なんか、本当にここにいると楽しい……みんながみんなの事を大好きだって言うのが、本当によく分かる。私もこの中に入れるかな……
「あの……裕介さん」
希は、裕介に話しかけた。
「うん?どした?」
希は真剣な表情で、裕介に向かい合い言った。
「昨日のお話なんですけど……」
裕介は、希の真剣な表情から、さっきまでの悪ふざけモードから、真面目な表情になり、希の話を真剣に受け止める準備をした。それは、裕介なりの礼儀だった。
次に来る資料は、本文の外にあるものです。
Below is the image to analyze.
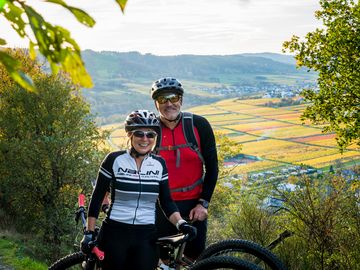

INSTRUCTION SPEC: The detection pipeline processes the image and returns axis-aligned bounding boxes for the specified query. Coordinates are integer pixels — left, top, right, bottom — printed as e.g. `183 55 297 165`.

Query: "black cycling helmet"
151 77 184 100
125 110 160 134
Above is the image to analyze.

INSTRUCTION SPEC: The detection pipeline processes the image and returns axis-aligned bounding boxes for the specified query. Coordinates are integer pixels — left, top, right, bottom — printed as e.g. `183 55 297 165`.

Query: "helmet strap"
130 146 150 158
162 112 181 122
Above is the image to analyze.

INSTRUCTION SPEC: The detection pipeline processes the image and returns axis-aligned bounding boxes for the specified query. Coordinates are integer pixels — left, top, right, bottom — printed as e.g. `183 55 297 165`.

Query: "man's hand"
80 231 95 254
189 204 208 222
179 221 197 241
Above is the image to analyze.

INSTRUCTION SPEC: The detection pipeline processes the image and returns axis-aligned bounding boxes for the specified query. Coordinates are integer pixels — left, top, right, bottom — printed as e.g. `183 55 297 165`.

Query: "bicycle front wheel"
48 252 85 270
197 239 286 270
190 256 261 270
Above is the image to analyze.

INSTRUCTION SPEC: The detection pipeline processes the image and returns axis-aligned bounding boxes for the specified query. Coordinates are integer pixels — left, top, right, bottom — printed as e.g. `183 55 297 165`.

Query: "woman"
81 110 196 270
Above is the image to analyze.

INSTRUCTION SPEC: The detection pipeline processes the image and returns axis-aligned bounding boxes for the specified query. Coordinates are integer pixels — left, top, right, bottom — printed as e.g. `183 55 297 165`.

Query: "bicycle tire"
48 251 85 270
190 256 261 270
197 239 287 270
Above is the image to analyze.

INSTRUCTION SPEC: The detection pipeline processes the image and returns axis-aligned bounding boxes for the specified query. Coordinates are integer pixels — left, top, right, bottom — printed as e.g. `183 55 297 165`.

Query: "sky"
0 0 321 55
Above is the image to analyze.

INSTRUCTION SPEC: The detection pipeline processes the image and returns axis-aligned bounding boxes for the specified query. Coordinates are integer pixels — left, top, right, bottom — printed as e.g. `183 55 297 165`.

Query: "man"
151 78 218 260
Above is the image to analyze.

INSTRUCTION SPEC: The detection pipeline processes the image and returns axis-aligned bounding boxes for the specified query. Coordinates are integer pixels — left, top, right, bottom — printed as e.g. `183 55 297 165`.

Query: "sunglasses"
156 94 181 104
132 130 157 139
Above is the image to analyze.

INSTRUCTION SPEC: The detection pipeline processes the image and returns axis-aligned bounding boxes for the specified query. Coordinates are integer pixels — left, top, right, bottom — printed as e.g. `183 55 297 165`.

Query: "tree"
0 51 105 259
283 0 360 151
0 0 127 91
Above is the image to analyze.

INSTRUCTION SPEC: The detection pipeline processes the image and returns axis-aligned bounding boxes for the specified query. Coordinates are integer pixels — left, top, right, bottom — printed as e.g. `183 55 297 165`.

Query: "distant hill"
82 50 315 124
83 50 306 83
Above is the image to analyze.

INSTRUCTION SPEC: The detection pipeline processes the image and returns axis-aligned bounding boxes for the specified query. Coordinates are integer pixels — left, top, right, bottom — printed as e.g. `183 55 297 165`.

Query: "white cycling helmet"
151 77 184 100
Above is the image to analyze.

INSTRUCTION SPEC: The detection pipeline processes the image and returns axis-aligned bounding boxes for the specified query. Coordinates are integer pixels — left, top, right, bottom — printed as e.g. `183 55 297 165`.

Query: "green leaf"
0 0 7 10
1 2 26 37
115 0 127 13
46 0 95 27
0 51 36 92
29 41 36 60
23 3 92 88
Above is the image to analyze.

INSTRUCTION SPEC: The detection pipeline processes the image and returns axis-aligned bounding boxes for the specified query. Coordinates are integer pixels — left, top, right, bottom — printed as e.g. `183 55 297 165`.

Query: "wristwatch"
198 199 209 209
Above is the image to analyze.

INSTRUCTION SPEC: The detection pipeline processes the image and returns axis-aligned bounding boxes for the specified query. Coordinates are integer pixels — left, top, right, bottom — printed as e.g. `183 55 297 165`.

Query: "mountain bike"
48 194 286 270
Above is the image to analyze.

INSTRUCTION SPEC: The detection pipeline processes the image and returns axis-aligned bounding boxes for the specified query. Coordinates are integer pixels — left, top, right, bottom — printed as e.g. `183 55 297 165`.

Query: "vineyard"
103 99 360 174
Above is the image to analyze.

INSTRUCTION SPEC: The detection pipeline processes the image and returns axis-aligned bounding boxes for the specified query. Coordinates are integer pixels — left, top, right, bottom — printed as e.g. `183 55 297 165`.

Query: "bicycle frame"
75 194 105 261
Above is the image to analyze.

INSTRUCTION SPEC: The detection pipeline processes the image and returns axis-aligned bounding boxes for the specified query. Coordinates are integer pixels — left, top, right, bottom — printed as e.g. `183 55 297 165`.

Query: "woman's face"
128 128 157 154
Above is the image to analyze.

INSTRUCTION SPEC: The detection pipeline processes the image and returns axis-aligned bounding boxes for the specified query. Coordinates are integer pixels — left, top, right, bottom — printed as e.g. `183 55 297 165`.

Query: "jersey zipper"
133 157 146 224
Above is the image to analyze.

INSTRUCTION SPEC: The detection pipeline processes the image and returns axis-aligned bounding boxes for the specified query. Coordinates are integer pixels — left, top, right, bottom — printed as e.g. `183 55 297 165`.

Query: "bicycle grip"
91 247 105 261
78 194 85 207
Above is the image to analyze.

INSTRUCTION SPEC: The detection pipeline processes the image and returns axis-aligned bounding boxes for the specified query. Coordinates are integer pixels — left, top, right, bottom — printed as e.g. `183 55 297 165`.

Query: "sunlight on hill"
103 98 360 174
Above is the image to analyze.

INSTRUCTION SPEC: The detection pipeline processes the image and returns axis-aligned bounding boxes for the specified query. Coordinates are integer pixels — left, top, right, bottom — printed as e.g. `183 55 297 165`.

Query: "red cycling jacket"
159 115 218 201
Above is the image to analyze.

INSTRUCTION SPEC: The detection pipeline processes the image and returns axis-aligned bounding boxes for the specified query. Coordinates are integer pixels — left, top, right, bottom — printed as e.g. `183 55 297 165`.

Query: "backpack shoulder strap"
182 112 199 150
182 112 204 163
154 116 162 155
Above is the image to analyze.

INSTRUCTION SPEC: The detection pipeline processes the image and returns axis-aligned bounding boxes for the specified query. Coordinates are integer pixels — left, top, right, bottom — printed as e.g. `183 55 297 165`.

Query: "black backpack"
155 112 204 192
155 112 204 167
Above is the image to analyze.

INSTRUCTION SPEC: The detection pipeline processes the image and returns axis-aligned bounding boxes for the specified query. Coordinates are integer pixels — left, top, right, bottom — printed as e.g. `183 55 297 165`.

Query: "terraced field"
102 99 360 174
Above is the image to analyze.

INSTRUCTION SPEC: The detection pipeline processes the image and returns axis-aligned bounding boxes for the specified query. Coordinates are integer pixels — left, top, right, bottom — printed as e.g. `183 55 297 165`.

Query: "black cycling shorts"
98 219 159 270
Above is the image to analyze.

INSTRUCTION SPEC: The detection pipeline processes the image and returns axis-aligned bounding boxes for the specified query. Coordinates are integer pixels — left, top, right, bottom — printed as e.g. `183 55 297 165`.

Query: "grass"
0 232 48 270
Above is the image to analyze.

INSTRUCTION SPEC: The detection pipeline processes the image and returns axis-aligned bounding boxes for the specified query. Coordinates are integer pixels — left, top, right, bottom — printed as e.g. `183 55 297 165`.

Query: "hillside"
83 50 316 124
108 98 360 177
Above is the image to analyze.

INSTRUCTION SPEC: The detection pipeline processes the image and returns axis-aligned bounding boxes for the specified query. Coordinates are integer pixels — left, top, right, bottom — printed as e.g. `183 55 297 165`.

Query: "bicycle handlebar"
91 246 105 261
77 193 105 261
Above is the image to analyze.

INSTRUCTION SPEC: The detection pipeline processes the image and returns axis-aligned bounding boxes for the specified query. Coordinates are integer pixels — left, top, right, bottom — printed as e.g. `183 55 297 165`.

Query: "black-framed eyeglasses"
132 130 157 139
156 94 181 104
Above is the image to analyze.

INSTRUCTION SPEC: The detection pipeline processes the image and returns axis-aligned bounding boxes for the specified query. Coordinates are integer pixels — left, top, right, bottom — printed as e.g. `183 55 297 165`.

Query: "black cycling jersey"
88 151 178 225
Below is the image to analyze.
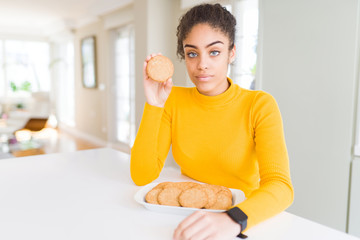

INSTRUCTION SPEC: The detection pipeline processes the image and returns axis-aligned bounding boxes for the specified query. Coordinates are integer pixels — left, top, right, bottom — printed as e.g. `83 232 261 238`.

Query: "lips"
195 74 213 82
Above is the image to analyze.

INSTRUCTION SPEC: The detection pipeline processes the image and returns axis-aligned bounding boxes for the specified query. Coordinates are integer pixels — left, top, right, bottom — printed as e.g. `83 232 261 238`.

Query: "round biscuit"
146 55 174 82
179 187 208 208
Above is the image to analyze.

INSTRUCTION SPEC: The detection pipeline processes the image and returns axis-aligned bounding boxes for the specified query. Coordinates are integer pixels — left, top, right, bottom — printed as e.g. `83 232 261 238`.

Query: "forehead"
183 23 229 46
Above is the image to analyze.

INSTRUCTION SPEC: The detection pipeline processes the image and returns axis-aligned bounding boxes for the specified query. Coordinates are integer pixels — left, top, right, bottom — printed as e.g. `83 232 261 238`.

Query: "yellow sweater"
131 79 293 229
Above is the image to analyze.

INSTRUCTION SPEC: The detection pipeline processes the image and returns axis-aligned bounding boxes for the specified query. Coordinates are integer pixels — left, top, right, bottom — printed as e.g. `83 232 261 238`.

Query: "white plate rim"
134 181 246 215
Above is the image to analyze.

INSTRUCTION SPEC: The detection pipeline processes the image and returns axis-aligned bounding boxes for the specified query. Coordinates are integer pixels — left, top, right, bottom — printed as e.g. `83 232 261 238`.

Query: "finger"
174 211 203 239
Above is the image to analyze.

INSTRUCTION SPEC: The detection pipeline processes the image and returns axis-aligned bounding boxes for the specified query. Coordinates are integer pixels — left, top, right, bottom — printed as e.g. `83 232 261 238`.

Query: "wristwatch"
226 207 248 239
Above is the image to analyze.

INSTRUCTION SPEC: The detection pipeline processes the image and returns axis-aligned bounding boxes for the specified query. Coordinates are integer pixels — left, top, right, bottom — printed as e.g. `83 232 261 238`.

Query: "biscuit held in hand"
146 55 174 82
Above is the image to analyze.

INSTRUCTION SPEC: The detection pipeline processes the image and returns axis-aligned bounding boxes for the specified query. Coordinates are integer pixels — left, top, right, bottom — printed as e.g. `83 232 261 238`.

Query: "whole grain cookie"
146 55 174 82
179 187 208 208
157 187 182 207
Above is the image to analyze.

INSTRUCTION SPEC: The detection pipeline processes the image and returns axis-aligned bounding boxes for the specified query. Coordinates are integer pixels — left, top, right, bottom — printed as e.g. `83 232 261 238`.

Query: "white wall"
258 0 358 231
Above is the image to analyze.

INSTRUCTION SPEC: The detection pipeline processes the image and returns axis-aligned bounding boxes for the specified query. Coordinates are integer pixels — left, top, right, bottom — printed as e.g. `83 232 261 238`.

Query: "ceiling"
0 0 132 36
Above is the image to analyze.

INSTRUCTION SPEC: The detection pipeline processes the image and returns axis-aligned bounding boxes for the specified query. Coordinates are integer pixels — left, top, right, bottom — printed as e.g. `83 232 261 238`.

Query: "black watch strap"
226 207 248 239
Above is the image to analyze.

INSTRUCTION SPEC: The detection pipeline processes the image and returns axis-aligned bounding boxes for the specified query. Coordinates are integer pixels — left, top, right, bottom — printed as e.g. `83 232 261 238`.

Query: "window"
0 40 51 97
114 25 135 147
226 0 259 89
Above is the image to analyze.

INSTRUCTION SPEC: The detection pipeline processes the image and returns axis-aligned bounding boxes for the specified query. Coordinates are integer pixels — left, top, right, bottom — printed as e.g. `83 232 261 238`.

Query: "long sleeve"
130 103 171 185
237 92 294 228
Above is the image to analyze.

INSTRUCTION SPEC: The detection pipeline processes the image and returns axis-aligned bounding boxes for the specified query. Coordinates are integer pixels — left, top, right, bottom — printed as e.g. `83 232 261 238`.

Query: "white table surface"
0 148 358 240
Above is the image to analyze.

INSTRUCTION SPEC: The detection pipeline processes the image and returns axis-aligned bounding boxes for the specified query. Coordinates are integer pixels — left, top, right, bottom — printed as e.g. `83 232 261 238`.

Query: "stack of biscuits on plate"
145 182 232 210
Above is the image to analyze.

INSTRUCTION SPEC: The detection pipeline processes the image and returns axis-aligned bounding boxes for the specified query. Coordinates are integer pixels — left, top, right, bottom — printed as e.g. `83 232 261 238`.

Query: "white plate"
134 183 245 215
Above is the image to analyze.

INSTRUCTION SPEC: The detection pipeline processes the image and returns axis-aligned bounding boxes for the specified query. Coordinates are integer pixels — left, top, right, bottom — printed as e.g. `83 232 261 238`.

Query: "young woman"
131 4 293 239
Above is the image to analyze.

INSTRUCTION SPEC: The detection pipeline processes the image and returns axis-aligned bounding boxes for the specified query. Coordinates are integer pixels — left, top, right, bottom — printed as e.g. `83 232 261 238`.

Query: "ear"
229 44 236 64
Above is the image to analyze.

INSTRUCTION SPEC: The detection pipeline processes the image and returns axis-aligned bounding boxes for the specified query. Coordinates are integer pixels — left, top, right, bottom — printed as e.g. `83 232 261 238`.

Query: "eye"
210 51 220 56
186 52 197 58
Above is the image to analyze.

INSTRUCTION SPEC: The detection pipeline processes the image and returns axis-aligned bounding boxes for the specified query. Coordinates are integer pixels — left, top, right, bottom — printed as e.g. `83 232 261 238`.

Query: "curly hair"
176 3 236 59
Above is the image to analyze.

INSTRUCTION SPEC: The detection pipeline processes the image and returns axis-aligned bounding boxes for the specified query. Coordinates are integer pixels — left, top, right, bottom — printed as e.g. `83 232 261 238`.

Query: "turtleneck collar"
193 78 238 107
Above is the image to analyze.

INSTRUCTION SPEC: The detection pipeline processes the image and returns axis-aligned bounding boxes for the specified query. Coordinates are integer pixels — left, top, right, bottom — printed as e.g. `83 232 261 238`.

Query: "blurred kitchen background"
0 0 360 236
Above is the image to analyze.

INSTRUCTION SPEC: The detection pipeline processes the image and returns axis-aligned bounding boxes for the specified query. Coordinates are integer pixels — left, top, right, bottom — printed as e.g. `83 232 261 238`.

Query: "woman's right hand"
143 53 173 107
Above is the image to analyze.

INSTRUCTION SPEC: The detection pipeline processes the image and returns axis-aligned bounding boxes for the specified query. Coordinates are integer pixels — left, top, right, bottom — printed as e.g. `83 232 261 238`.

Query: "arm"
237 92 294 228
130 55 172 185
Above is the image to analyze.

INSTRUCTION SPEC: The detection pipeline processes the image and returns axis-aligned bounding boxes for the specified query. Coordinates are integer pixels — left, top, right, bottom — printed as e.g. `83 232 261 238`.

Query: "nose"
198 55 208 70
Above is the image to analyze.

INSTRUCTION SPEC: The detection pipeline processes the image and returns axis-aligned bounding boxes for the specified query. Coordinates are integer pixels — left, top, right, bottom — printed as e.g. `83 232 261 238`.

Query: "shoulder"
238 87 276 105
165 86 192 107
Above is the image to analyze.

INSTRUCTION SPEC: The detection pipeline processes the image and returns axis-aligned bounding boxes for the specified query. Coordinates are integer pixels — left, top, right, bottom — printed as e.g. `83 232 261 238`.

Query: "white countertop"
0 148 358 240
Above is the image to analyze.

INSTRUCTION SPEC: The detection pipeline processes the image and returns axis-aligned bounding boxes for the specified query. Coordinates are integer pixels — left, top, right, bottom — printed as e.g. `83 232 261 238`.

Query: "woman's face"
183 23 235 96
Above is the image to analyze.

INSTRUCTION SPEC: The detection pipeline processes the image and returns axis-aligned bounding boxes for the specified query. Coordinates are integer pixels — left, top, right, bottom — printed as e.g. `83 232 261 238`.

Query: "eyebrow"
184 41 224 49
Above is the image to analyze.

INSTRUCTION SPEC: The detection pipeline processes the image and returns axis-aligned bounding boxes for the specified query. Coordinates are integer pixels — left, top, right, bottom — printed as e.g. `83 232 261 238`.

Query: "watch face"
227 207 248 225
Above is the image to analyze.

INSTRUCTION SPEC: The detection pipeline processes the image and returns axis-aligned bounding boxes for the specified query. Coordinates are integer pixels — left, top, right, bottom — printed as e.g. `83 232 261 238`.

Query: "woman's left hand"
173 211 241 240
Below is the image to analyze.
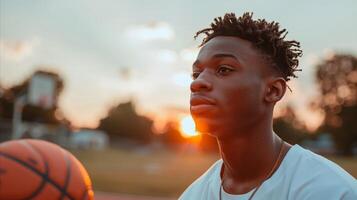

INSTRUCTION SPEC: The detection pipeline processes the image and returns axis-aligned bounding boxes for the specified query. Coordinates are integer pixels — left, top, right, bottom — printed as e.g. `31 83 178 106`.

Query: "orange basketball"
0 139 94 200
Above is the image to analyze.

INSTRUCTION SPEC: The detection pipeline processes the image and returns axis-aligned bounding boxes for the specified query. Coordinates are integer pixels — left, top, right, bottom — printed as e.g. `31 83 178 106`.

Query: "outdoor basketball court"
94 192 175 200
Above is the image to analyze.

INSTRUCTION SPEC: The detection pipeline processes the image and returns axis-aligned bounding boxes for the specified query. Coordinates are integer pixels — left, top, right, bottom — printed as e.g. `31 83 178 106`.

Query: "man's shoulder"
290 146 357 199
179 159 223 200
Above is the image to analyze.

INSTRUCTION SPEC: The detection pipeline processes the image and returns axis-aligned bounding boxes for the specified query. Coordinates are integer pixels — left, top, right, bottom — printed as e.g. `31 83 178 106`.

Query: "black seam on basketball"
20 141 48 199
28 143 74 199
81 188 88 200
60 151 71 199
0 152 74 200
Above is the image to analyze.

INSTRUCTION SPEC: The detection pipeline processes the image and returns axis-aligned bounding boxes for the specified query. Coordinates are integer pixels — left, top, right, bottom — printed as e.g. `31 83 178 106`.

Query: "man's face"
190 36 269 136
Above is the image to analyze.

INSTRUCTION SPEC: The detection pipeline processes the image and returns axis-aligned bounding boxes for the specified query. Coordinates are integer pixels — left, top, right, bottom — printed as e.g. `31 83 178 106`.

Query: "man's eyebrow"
212 53 239 61
192 53 240 67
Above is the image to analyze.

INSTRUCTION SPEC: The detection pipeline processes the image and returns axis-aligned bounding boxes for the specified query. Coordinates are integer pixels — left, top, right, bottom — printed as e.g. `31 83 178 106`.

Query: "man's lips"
190 95 216 106
190 95 216 114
周りにいた者たちも、裕介と同じように、真剣に希の話を聞こうとした。どんな結果であれ、希はもう仲間だと誰もが思っていたのだ。ただ、事情を知らないやぶだけは、急に張り詰めた雰囲気に戸惑っていた。
「うん、心は決まったのかな?」
裕介は優しく希に語りかけた。
「はい」
希は、静かに頷いて答えた。遥子も康二も、それに二人に釣られて、灯も固唾を飲んで二人を見ている。オヤジさんと言えば、事情がわからないやぶと呑気に缶コーヒーを飲んでいた。
「私……これからもバイクに乗りたいです!」
希は、しっかりとした表情で裕介に伝えた。
「うん、ちゃんと考えて、自分で出した答えだよね?」
「はい!」
「なら、俺が言う事は何も無いよ。これからもよろしくね」
裕介は、そう言うと希に笑った。希の顔もどこか晴れやかな笑顔だった。
「良かったね、康二クン」
遥子は康二に含みのある笑顔で言った。
「いや……何で?」
康二は何の事かわからなかった。希がバイクに乗り続ける事を選んだ事が嬉しかったのは、確かなのだが……
とりあえず、それ以上の感情は無いはずだった……
遥子さん、何を勘違いしてるんだろう?
康二はそう思って、戸惑っていると、
「わかってるって」
そう言いながら、遥子は、康二の肩をポンと叩いた。
「それで、私、何にもバイクの事がわからないんで、皆さんに教えてもらいたいんです。仲間に入れてもらいたいんです」
そう希は言うと、ペコんと頭を下げた。
「仲間も何も……もう仲間だと思ってたけど?缶コーヒー差し入れして貰ったし」
と、裕介が言うと、
「うん、そうだよね?」
と遥子が裕介に同調して、
「うん、うん」
と康二が頷いた。この3人のやり取りを見ていたやぶが言った。
「コイツら、こう言うところも、息が合ってて変に仲良いんだよな……てか、缶コーヒーの差し入れだけで?」
「うん」
「それ大事だよね」
「うん、うちに持ち込みは困るけどな」
3人は、また変な所で意見が一致した。やぶは、呆れた。
「俺なんて、何回来てもオヤジさんに追い出されたんだよ?それが缶コーヒーの差し入れだけ?」
「オマエみたいな、むさ苦しいのは、いらねぇんだよ。それに比べて女の子がいると、明るくなるじゃねぇか」
オヤジさんはニヤリと笑って言った。
「なんか、悔しいなぁ。今度女装してきてやろうかな」
ヤブが、訳のわからない事を言っている。ヤブもオヤジさんのポリシー、性格をよく知っているからこそ、希がオヤジさんに認められたのだと言う事をよくわかっていた。だからこそのこういう冗談だった。
「ふざけんな!お前が女装で来たら出禁だからな!!」
オヤジさんも笑って答えた。
「なんか、めっちゃ嬉しい。歳が近い女の子のバイク仲間が出来たぁ!ここオヤジばっかだし」
灯は、はしゃいでいた。
「色々教えてね!」
希は笑顔で灯に言った。
「灯に教えて貰ったら、かっ飛びお姉ちゃんが増えちまう」
やぶが呟いた。
「そう言う所だぞぉ!」
灯はやぶに文句を言った。やぶと灯はどうやら天敵らしい。